- Education: Trinity College Dublin
- Occupation: Gastroenterologist
- Known for: Medicine

= Garry Courtney =

Irish gastroenterologist

Michael Gerard "Garry" Courtney is an Irish gastroenterologist and professor of medicine.

==Background==
Courtney grew up in Beragh, near Omagh, County Tyrone, Northern Ireland. He was the fifth of eight children in his family. His father was a botanist from County Fermanagh. Courtney attended secondary school at Christian Brothers Grammar School, Omagh where he was classmates with Mickey Harte. He was a keen gaelic footballer and played alongside Harte in the MacRory Cup and Hogan Cup. His brother Arthur played gaelic football for Tyrone.

Courtney's older sister, Yvonne, studied medicine at University College Dublin which influenced him to also become a doctor. Before attending university in 1974, Courtney worked for a time at the famous Mother Red Cap pub in Camden Town, London. As a medical student, Courtney trained in the Adelaide Hospital.
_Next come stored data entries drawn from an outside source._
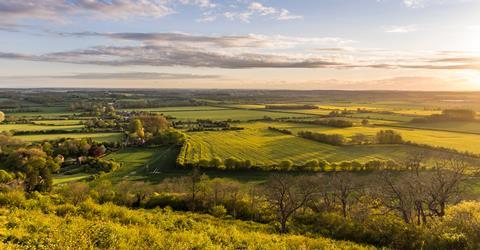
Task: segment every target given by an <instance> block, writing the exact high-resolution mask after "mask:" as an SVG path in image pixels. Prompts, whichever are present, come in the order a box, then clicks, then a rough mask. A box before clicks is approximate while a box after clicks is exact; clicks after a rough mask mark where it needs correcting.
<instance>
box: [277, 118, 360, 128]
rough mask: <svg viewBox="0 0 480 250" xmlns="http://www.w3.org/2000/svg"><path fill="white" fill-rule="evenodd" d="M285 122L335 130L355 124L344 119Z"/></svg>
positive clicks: (305, 120)
mask: <svg viewBox="0 0 480 250" xmlns="http://www.w3.org/2000/svg"><path fill="white" fill-rule="evenodd" d="M285 121H286V122H293V123H303V124H313V125H323V126H328V127H335V128H349V127H353V122H351V121H348V120H344V119H318V120H314V121H306V120H297V119H290V120H285Z"/></svg>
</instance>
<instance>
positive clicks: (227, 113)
mask: <svg viewBox="0 0 480 250" xmlns="http://www.w3.org/2000/svg"><path fill="white" fill-rule="evenodd" d="M163 114H165V115H168V116H173V117H175V118H176V119H177V120H196V119H211V120H217V121H224V120H228V119H232V120H241V121H247V120H255V119H262V118H264V117H265V116H268V117H271V118H282V117H305V116H308V115H302V114H291V113H284V112H269V111H259V110H242V109H232V110H205V111H173V112H163Z"/></svg>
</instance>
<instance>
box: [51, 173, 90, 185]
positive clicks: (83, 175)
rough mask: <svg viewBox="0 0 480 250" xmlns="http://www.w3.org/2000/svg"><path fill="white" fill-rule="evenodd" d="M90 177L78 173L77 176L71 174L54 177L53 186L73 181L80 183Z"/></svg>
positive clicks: (87, 175)
mask: <svg viewBox="0 0 480 250" xmlns="http://www.w3.org/2000/svg"><path fill="white" fill-rule="evenodd" d="M90 176H91V175H90V174H87V173H78V174H72V175H55V176H54V178H53V184H54V185H59V184H64V183H68V182H73V181H80V180H83V179H86V178H88V177H90Z"/></svg>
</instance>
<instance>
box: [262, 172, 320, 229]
mask: <svg viewBox="0 0 480 250" xmlns="http://www.w3.org/2000/svg"><path fill="white" fill-rule="evenodd" d="M316 180H317V178H315V177H292V176H289V175H281V174H275V175H272V176H271V177H270V179H269V180H268V182H267V184H266V185H265V188H264V192H265V196H266V198H267V201H268V202H269V203H270V205H271V206H272V207H273V208H274V209H275V210H276V213H277V218H278V220H279V222H280V225H281V229H280V232H281V233H285V232H287V222H288V220H289V218H290V217H291V216H292V215H293V214H294V213H295V212H296V211H297V210H298V209H299V208H301V207H302V206H304V205H305V204H306V203H307V202H309V201H310V200H311V199H312V198H313V197H314V195H315V194H317V192H318V185H317V183H316Z"/></svg>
He graduated from Trinity College Dublin medical school in 1980. Courtney became a Member of RCPI in 1984 and was made a Fellow of RCPI in 1997.

==Career==
Courtney completed his internship at Sir Patrick Dun's Hospital and the Adelaide Hospital. He then worked as a senior house officer in Dublin and Drogheda. While working at Our Lady of Lourdes Hospital, Drogheda, Courtney met his future wife, Dr. Eleanor Quinn. Courtney also worked for a time as a clinical tutor at St. James's Hospital, Dublin, alongside Dermot P. Kelleher.

Courtney moved to London in 1989, where he trained at St Thomas' Hospital under Professor Sir Richard Thompson, physician to Queen Elizabeth II. In 1995, Courtney returned to Ireland, working as a locum consultant at Beaumont Hospital, Dublin. In 1996, he was appointed as a consultant physician at St. Luke's General Hospital, Kilkenny, where he continues to practice and serves as clinical director. Soon after his arrival in Kilkenny, Courtney was elected to the South-Eastern Health Board.

Courtney is a professor of medicine and undergraduate dean at the Royal College of Surgeons in Ireland. Alongside cardiologist Dr. Yvonne Smyth, he is clinical co-lead for the Health Service Executive Acute Medicine National Clinical Programme.